The Details is a column that catches the small within the big, focusing on the individual elements that make cinema so expressive.
Twenty minutes into Roberto Rossellini’s Il generale della Rovere (1959), long before we can fully understand just what exactly our protagonist Bardone (Vittorio De Sica) is up to in the city of Genoa during World War II, Bardone arrives at the Wehrmacht headquarters in the city.
Our detail is a single shot done in a long-take. It begins with grim looking townspeople plodding up a stairway:
Bardone follows. The camera, at the top of the steps, curls to the right to follow Bardone’s walk, reveals a Wehrmacht receptionist in a confined room filled with more townspeople…
…and continues to follow Bardone as he enters a chambered space filled with supplicants in various states of recline, boredom, and anxiety, all waiting to be seen by the Wehrmacht commander:
Bardone takes his hat off and with suppressed energy waits for something. It is clear he does not think he is waiting in the same manner or for the same reasons as the others in the room. Nervous, he moves around.
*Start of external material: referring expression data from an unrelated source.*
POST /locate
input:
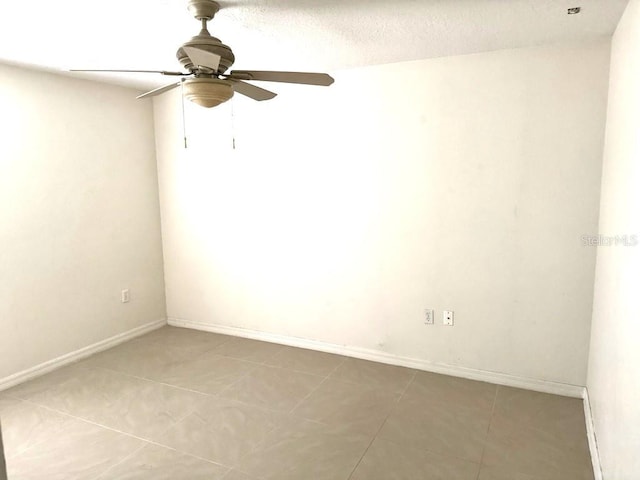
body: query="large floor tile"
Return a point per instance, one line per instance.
(221, 430)
(561, 416)
(236, 475)
(25, 425)
(306, 450)
(208, 373)
(493, 473)
(446, 428)
(272, 387)
(306, 361)
(516, 447)
(140, 358)
(148, 411)
(82, 451)
(395, 379)
(38, 385)
(360, 407)
(433, 387)
(247, 349)
(87, 391)
(388, 461)
(189, 340)
(153, 462)
(538, 434)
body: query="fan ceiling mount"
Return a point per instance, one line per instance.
(207, 61)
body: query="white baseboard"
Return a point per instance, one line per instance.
(71, 357)
(556, 388)
(591, 437)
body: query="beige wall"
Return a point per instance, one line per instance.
(79, 216)
(614, 361)
(462, 183)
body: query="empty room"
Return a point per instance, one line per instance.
(403, 247)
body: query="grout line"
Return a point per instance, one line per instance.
(375, 436)
(317, 387)
(484, 446)
(127, 457)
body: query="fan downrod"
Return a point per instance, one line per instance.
(203, 10)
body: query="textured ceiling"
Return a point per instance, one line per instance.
(316, 35)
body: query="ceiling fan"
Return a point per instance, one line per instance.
(207, 59)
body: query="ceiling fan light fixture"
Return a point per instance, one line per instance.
(207, 92)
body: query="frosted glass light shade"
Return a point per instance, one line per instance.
(207, 92)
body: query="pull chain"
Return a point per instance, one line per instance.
(233, 126)
(184, 121)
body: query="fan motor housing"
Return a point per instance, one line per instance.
(209, 44)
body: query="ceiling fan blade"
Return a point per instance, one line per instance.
(304, 78)
(251, 91)
(161, 72)
(202, 58)
(159, 90)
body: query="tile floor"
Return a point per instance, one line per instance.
(182, 404)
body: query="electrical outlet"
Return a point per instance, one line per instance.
(447, 318)
(428, 316)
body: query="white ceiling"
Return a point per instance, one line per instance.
(315, 35)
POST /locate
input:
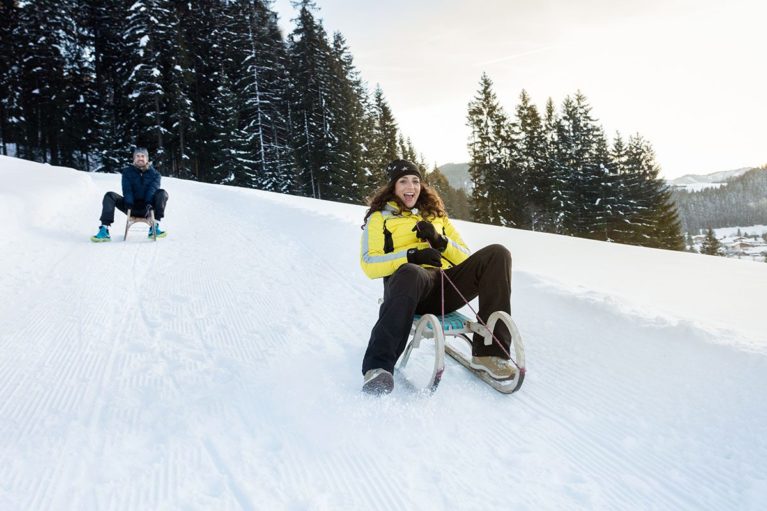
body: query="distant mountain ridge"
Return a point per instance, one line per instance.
(715, 177)
(457, 175)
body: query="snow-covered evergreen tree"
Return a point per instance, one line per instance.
(488, 146)
(10, 83)
(383, 145)
(711, 244)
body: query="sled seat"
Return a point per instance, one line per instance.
(455, 323)
(148, 219)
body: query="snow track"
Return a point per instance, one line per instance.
(219, 369)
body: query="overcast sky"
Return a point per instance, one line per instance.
(689, 75)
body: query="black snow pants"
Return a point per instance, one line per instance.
(114, 200)
(413, 289)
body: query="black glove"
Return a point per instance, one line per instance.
(430, 256)
(425, 231)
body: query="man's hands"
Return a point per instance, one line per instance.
(425, 230)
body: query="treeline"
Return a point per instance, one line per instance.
(212, 88)
(556, 172)
(741, 202)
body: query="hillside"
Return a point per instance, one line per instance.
(219, 368)
(741, 202)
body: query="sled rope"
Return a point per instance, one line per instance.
(499, 343)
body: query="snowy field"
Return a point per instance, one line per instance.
(219, 368)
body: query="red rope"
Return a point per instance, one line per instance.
(499, 343)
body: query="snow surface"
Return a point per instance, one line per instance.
(219, 368)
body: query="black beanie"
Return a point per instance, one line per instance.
(399, 168)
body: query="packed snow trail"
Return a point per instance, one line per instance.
(219, 368)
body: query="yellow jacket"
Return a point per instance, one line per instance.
(377, 262)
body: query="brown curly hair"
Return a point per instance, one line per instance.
(429, 202)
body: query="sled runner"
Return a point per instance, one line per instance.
(148, 219)
(456, 341)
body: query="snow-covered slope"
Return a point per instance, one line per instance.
(697, 182)
(219, 368)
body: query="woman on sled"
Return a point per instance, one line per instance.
(407, 237)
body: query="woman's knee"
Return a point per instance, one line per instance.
(499, 251)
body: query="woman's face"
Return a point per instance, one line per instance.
(407, 188)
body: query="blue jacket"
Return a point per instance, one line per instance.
(139, 187)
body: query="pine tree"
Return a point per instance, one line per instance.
(348, 118)
(9, 73)
(309, 57)
(384, 145)
(258, 68)
(205, 31)
(456, 201)
(488, 146)
(577, 157)
(653, 215)
(46, 41)
(148, 39)
(711, 245)
(105, 21)
(532, 147)
(557, 196)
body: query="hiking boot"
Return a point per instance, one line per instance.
(102, 235)
(497, 367)
(378, 382)
(160, 232)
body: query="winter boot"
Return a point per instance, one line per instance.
(378, 382)
(102, 235)
(160, 232)
(497, 367)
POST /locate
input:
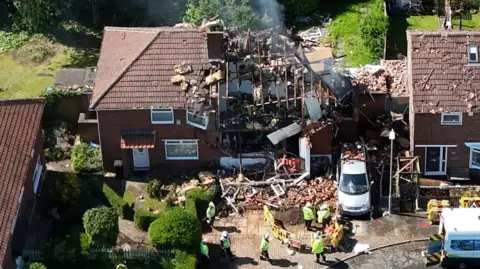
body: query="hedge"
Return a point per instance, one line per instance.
(115, 200)
(143, 218)
(200, 198)
(184, 260)
(176, 228)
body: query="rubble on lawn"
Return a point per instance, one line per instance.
(389, 77)
(286, 189)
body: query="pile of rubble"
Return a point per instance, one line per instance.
(287, 189)
(389, 77)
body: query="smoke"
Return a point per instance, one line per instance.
(270, 11)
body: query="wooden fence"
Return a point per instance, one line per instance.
(109, 254)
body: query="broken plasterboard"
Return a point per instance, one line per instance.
(313, 106)
(284, 133)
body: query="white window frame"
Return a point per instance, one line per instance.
(459, 114)
(474, 147)
(161, 111)
(191, 112)
(470, 49)
(443, 159)
(37, 176)
(181, 142)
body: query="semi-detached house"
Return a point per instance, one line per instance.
(22, 169)
(444, 82)
(143, 119)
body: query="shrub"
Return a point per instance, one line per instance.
(36, 50)
(201, 199)
(101, 225)
(86, 159)
(116, 201)
(37, 265)
(184, 260)
(154, 189)
(144, 218)
(176, 228)
(67, 188)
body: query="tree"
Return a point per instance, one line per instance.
(37, 15)
(176, 228)
(101, 225)
(234, 13)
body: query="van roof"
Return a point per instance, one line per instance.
(461, 219)
(354, 167)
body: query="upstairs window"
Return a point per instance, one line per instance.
(197, 120)
(162, 116)
(454, 118)
(472, 54)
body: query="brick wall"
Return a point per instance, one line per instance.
(111, 123)
(429, 131)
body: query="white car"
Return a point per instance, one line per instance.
(353, 188)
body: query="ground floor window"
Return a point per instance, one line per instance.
(474, 155)
(37, 175)
(181, 149)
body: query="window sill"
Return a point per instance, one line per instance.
(162, 122)
(181, 158)
(197, 125)
(451, 123)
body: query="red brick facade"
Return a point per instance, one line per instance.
(429, 131)
(112, 122)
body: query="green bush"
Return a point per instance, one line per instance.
(10, 41)
(37, 265)
(201, 199)
(176, 228)
(184, 260)
(116, 201)
(144, 218)
(36, 50)
(154, 189)
(101, 225)
(86, 159)
(67, 188)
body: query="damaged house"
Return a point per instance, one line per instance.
(189, 96)
(444, 77)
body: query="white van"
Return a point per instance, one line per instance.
(457, 244)
(353, 188)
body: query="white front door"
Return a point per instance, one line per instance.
(436, 160)
(140, 159)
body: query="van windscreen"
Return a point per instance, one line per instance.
(354, 184)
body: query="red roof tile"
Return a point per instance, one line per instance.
(440, 77)
(137, 139)
(19, 126)
(135, 72)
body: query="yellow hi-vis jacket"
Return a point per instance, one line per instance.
(264, 246)
(308, 213)
(204, 249)
(317, 246)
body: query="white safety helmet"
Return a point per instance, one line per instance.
(224, 234)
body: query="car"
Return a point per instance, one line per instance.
(353, 188)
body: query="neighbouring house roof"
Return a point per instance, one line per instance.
(137, 139)
(136, 66)
(19, 126)
(439, 74)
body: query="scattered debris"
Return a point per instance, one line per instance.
(389, 77)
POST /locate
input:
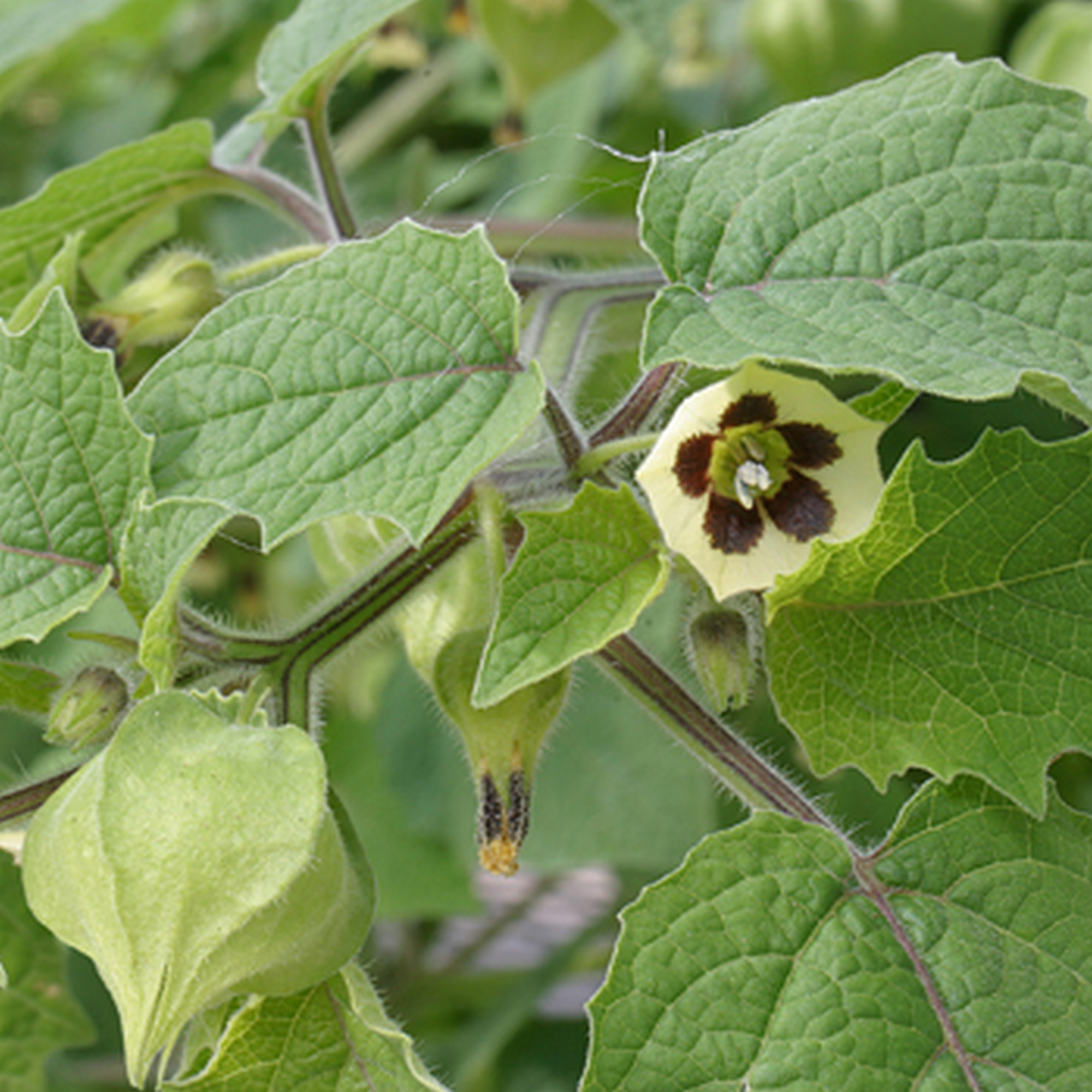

The camera pans to the left to follow his gaze, which opens the space up to a view of sorrow and misery (and, as happens several times in the movie, the eyes of an extra meet the camera):
The camera pans back to the right, timed to the footsteps of another Wehrmacht receptionist, who inexplicably lets Bardone into the main office ahead of all those waiting:
The camera follows. Another room: more people waiting (mostly women), another SS receptionist. More doorways, and, finally, the final room. Bardone opens the door and Rossellini cuts before we can see the interior.
Fairly matter of fact, right? Narratively, yes: Bardone arrives, waits around not for his turn but for his connection, and is let into the Wehrmacht officer’s office.
But more important than any story occurrence is that Rossellini’s mise en scène in this sequence brings to a non-dramatic climax all that we have felt so far throughout Il generale: moral unease about Bardone. Until this point, what he does, exactly, and why remain vague: interactions with an SS colonel and later his own wife all seem to indicate something shady about our hero, but we can’t quite put our finger on what. Considering the clandestine setting of Nazi-occupied Genoa with its supplicating populace and curfew-confined nightlife, for a while it seems that Bardone may be up to something and that that something may be resistance, or at the very least something for the common good.
This sequence shot entrance into the Wehrmacht headquarters resolutely says “no” with a sudden clarity expressed entirely through cinematographic means. Without an event, that is, without a dramatic scene that tells or shows us what Bardone does for a living, the way the man navigates the space in this scene finally gives Il generale’s viewers a concrete sense of this man’s position in those most morally ambiguous of 20th century settings. The single-take shot emphasizes his mobility between the Italians and the Germans, the sufferers and the oppressors, the needy and the powerful, and De Sica’s performance gives Bardone the airs of a man who knows he doesn’t fit in with the crowd of supplicants and feels uncomfortable waiting with them. By funneling our lead character through a carefully defined space of architecture, of society, and of emotion, Rossellini in a single scene, in a single shot, brings into sharp clarity all that has so far been unspoken about Italian collaboration during the Second World War.
Il Generale della Rovere is available on R1 DVD from The Criterion Collection.